Many design and engineering firms turn to HDS technology because the scans it provides are so accurate, they virtually remove the need to work from records that could be somewhat inaccurate, thereby eliminates the need for rework.
Another McNeil Engineering client, Hubbard Engineering (Mesa, AZ), used the HDS scanning service for a retrofit project at WestWorld, a large, open-air equestrian center and events arena in Scottsdale, AZ. Adrian Burcham, P.L.S., Director of Land Survey at Hubbard Engineering, explained that "the extreme summertime heat was limiting WestWorld use, so the owners decided to enclose and air-condition the arena." He added: "This was a large retrofit project. We scanned the interior because there were no plans available. The HDS technology enabled us to precisely pinpoint the as-builts for design purposes, including the new HVAC system."
Burcham notes that it took just one day to complete the scanning, which he feels could have taken several weeks with a conventional survey team: "McNeil was able to accurately measure every bolt and column in the original structure. Also, we got better accuracy on the visible objects in the arena. We were able to map them tighter than you could using conventional tools."
Burcham adds that the 360° photos that McNeil created from points all around the arena were also quite helpful. Used in conjunction with point clouds, the photos made it much easier to reference the project visually.
Because all scanning is performed from ground level, HDS scanning technology is unobtrusive, making it unnecessary to interrupt production processes. This convenience also adds a measure of safety, as pointed out by Brian Akers, Piping Lead at Job Industrial Services, Inc., Salt Lake City, UT. Job Industrial Services handles retrofit and expansion projects with refineries, mining, and power and gas transmission facilities in Utah and throughout the United States, and safety is an important priority of the firm.

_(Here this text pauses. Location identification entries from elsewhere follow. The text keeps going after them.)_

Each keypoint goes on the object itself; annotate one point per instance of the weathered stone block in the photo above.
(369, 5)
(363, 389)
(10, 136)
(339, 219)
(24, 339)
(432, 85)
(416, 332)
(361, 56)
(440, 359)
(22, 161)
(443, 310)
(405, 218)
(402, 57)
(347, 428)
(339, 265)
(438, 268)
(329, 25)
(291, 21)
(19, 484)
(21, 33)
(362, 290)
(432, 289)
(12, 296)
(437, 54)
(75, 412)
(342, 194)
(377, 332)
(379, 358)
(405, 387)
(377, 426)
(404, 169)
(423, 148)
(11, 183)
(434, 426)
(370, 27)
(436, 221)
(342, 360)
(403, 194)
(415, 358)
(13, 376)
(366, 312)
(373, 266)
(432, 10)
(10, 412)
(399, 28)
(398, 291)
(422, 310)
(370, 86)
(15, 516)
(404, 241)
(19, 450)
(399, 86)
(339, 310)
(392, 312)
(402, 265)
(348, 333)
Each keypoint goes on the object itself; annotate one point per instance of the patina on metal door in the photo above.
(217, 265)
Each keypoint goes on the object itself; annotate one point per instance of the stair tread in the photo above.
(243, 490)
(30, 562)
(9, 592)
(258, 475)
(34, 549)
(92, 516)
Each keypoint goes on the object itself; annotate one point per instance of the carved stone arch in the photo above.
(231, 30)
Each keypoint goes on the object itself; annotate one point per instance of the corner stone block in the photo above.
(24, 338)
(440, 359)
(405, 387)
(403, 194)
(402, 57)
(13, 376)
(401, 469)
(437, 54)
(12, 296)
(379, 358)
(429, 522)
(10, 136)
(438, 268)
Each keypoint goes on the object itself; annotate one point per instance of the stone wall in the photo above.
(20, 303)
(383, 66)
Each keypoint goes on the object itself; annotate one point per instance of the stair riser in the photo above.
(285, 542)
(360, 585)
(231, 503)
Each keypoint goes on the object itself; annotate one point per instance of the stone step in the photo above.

As Akers explains: "HDS technology improves on the safety of our personnel because we spend significantly less field time in potentially dangerous environments." He adds: "This is the case particularly in the refinery industry, where you may have thousands of miles of infrastructure. If we're doing a retrofit, we can have a service provide laser scans, and with the point cloud information we can do a model a lot more accurately than we can do with conventional field measurements."

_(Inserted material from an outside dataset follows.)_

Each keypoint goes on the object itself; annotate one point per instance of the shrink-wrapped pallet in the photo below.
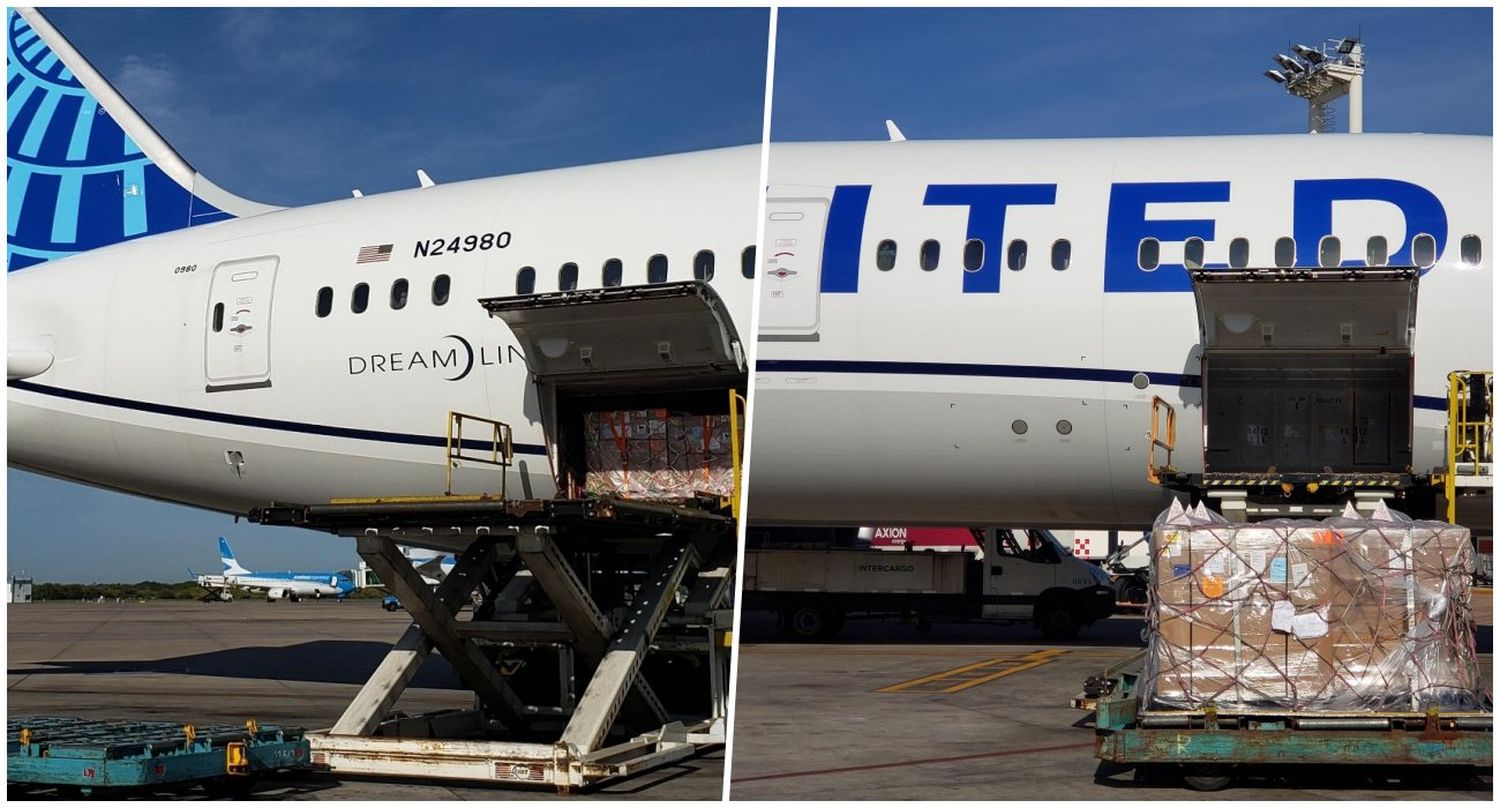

Job Industrial Services had the McNeil Engineering team perform HDS scanning at a recent refinery project because the team possessed the necessary state-required training certification and other safety-related qualifications. As Akers shares: "That removes the need for our organization to invest in HDS equipment, create a scanning team, and then send them out to the job sites. All that saves us capital and the loss of considerable production time at the office end."